Blue Jays and Guzman crowd out Twins Minnesota suffers 1st postseason loss at Metrodome, 5-2

October 10, 1991|By Peter Schmuck | Peter Schmuck,Sun Staff Correspondent

MINNEAPOLIS -- The Toronto Blue Jays finally let some air out of baseball's only inflatable stadium yesterday and wrested away the home-field advantage in the American League Championship Series.

The aura of invincibility that had enveloped the Minnesota Twins at the Metrodome turned out to be as phony as the fiberglass sky. The Blue Jays took the crowd out of the game in the early innings and scored a 5-2 victory to even the best-of-seven playoff at a game apiece.

Rookie pitcher Juan Guzman kept his cool when the sellout crowd of 54,816 tried to turn up the heat, giving up just two runs on four hits over 5 2/3 innings before giving way to the most overpowering short relief combination in the game. Tom Henke and Duane Ward, who combined to save 55 games during the regular season, gave up one hit the rest of the way.

Toronto manager Cito Gaston had hoped that the contrast between Game 1 starter Tom Candiotti and the hard-throwing Guzman would take the Twins out of their offense, but it was a change of speeds on the bases that allowed the Blue Jays to salvage a split at the Metrodome.

Leadoff man Devon White scored three runs and No. 2 hitter Roberto Alomar scored one, as the Blue Jays ran away with a very important victory. They became the first visiting team to win a postseason game at the Metrodome, breaking the Twins' seven-game winning streak.

"They took it to us last night and they did a good job, but I think we put some fear into their hearts because we came back," White said. "I think we carried that over into today. We knew we had to take at least one here."

White led off the game with a single and stole second, prompting Gaston to play for one run. He ordered Alomar to sacrifice, and the Blue Jays took the lead on an RBI single by Joe Carter.

If the decision to bunt with a runner at second and no one out in the first inning seemed slightly unorthodox, it was not without foundation. Gaston apparently felt it was critical to get on the scoreboard first, and there is a statistical basis for that approach. The team that has scored the first run has won 13 of the 14 games between the Blue Jays and Twins this year.

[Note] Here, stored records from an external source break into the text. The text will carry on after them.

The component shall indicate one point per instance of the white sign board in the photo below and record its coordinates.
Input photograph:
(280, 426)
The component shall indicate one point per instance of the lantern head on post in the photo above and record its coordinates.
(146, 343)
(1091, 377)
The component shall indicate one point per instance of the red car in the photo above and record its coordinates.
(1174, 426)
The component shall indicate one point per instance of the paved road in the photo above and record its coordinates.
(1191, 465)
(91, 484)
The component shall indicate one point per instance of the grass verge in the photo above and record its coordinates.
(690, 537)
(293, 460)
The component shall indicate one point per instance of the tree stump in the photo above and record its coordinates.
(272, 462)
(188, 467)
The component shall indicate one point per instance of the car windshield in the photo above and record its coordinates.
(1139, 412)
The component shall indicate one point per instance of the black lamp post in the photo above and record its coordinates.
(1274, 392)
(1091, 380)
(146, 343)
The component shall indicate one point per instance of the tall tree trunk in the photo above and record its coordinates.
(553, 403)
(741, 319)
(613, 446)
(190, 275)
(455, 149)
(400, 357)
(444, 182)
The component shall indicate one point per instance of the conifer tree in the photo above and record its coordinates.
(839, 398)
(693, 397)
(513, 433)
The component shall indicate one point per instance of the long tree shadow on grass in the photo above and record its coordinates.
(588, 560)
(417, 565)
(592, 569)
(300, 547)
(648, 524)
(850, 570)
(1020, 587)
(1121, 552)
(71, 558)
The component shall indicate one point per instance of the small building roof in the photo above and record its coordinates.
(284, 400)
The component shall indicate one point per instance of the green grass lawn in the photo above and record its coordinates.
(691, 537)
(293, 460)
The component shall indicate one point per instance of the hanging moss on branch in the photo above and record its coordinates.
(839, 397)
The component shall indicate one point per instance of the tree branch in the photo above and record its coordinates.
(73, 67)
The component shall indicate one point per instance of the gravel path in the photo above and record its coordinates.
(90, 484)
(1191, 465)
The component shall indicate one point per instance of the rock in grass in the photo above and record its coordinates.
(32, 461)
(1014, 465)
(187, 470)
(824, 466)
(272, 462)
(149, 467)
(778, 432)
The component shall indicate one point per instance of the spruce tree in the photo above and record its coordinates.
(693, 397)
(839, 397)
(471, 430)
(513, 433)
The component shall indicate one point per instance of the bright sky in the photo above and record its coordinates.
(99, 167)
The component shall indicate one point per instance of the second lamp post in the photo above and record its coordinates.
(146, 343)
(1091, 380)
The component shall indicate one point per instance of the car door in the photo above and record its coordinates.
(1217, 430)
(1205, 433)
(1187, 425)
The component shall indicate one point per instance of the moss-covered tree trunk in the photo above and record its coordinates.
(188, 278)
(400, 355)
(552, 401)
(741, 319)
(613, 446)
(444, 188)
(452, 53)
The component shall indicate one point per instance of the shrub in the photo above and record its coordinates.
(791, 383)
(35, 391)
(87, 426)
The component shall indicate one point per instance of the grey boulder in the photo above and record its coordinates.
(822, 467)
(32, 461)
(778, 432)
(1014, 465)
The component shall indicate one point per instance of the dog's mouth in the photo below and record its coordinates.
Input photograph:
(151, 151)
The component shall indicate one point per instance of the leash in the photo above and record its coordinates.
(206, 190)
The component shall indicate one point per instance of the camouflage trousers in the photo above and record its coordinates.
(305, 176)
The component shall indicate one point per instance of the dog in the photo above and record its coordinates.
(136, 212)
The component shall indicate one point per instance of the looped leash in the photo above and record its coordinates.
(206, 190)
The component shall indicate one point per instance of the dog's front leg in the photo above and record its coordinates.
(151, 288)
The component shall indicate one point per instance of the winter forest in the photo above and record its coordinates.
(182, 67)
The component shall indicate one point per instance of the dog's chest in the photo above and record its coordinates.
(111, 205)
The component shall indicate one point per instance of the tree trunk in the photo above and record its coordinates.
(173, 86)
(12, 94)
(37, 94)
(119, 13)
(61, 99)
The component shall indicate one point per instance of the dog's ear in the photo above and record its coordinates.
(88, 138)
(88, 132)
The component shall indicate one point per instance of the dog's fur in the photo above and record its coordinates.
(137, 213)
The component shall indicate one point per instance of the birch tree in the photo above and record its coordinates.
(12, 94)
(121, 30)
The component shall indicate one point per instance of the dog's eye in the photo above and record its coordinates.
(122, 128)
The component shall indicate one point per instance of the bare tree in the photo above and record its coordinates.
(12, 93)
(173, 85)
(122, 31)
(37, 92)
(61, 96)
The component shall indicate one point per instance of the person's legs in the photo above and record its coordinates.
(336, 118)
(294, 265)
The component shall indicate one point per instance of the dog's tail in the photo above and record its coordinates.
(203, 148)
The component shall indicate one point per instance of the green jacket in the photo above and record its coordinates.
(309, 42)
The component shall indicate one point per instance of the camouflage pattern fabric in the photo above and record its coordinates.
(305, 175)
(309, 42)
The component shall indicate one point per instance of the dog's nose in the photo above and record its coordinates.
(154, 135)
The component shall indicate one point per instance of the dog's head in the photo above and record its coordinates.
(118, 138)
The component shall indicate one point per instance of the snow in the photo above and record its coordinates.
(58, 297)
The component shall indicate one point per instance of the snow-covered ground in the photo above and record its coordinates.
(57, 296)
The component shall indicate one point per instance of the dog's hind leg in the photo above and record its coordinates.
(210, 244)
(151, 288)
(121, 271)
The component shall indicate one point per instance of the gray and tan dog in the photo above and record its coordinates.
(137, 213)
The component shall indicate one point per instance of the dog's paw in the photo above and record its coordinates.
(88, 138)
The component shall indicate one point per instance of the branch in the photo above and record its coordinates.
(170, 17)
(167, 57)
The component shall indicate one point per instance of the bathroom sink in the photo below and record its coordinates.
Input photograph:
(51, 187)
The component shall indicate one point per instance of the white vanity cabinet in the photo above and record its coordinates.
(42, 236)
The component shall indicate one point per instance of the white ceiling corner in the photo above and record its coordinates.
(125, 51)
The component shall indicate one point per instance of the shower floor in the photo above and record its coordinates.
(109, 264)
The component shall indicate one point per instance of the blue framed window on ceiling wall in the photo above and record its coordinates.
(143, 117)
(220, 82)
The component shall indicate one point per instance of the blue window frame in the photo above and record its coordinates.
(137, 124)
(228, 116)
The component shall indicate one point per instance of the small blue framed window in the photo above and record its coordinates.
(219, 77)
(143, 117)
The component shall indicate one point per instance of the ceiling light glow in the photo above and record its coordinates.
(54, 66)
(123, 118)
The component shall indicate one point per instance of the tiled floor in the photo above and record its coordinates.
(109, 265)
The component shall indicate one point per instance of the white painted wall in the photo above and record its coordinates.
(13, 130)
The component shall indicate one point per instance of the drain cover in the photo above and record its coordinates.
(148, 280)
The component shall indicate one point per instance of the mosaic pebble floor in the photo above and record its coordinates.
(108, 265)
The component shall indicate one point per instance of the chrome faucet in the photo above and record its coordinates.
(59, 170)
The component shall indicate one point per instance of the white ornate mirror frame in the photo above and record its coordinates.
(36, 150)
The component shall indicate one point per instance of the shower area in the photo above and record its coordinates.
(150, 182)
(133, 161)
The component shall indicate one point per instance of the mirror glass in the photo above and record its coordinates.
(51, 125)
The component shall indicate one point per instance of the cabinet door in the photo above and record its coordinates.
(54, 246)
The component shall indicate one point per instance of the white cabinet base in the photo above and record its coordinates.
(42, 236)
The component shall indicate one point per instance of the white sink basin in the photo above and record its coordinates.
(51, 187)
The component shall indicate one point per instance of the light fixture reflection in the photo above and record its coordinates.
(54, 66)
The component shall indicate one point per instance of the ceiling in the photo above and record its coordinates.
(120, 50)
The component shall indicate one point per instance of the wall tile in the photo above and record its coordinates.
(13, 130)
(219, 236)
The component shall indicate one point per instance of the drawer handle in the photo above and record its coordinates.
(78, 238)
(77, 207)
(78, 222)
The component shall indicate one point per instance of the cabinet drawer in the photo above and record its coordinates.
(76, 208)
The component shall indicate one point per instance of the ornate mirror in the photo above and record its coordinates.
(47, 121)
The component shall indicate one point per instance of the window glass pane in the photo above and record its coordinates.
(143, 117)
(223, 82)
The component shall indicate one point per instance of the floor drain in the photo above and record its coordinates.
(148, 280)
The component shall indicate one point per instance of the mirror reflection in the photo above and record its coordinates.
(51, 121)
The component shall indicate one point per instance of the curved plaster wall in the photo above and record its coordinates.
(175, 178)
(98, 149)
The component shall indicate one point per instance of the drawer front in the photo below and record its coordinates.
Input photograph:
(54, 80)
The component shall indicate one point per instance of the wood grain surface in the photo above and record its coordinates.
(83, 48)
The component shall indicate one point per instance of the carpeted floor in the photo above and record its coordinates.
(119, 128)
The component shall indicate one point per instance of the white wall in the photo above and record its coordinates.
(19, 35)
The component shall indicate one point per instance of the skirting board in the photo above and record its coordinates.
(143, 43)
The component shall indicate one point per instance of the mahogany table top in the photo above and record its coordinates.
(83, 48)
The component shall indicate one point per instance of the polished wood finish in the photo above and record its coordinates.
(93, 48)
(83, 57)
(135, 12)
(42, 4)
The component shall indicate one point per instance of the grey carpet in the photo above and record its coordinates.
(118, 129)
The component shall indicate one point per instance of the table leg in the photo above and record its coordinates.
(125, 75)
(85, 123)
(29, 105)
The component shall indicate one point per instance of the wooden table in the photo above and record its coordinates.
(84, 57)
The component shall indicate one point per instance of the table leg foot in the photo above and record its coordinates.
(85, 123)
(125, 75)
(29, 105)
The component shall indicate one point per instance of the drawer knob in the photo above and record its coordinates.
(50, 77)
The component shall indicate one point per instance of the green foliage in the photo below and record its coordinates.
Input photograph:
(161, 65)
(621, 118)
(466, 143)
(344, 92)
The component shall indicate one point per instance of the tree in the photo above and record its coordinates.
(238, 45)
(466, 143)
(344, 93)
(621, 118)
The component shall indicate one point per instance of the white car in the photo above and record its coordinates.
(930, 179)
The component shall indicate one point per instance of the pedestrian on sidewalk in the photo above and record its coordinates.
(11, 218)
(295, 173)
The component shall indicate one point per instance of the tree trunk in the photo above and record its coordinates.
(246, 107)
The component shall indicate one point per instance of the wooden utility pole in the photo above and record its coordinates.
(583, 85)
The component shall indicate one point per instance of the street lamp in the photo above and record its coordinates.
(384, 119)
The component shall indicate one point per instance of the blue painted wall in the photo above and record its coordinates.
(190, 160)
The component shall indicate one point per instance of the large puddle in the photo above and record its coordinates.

"I have always considered it very important to get the first run," Gaston said. "We have done that a few times before. They went out and got two runs in the first inning last night and you saw what happened."

The Twins ran up a five-run lead Tuesday night and then held off a sixth-inning rally. The Blue Jays obviously were determined not to let it happen again.

"You've got to go out and score early and put the pressure on them," Carter said. "They went out and put the pressure on us last night."

Gaston did not play it the same way when White opened the third inning with a double. Alomar took a full swing and beat out an infield hit to put runners at first and third with no one out. Twins starter Kevin Tapani came within an out of pulling a great escape, but Kelly Gruber looped a two-out broken-bat single to right to stake Guzman to a three-run advantage.

The Twins scored once in the third inning and once the sixth to make it a one-run game, but the top of the Toronto lineup again was instrumental in a two-run seventh inning that kept Minnesota at a safe distance.

"That's what we've talked about for a week, that you have to keep Devon and Roberto off the bases," said Twins manager Tom Kelly. "They scored three or four runs. They were the two guys. Obviously, we didn't do a good job."

Tapani, who was one of the most effective pitcher in the league down the stretch, worked 6 1/3 innings and gave up four runs on eight hits to lose in his postseason debut.

Guzman walked two of the first three batters he faced in the first inning, but ignored the gathering roar to work out of the jam.

No one could have known exactly what to expect from the 24-year-old right-hander, but he kept his wits about him and kept an amazing roll alive. He has lost just once in 12 decisions dating to a pair of June losses to the Baltimore Orioles in his first two major-league starts.

"Juan has pitched a lot of baseball," Gaston said. "He's a pretty calm kid, or at least he seems to be calm."

Guzman said going in that the Metrodomemania would be nothing compared with the craziness that erupts in the stands in his native Dominican Republic. He apparently knew what he was talking about, but the early lead did not hurt.

The pressure of pitching for a pennant didn't seem to bother him either, though he got in trouble with a pair of sixth-inning walks and needed Henke to get the last out of the inning.

"I didn't really feel it [the pressure]," Guzman said. "I already had pitched against them and I knew what I could do against them."

He'll get a chance to do it again at the Metrodome if one of the teams does not sweep the three weekend games in Toronto. Gaston would not rule out moving Guzman up to pitch in Game 5 at SkyDome, but he said that the Blue Jays probably will stay with a four-man postseason rotation.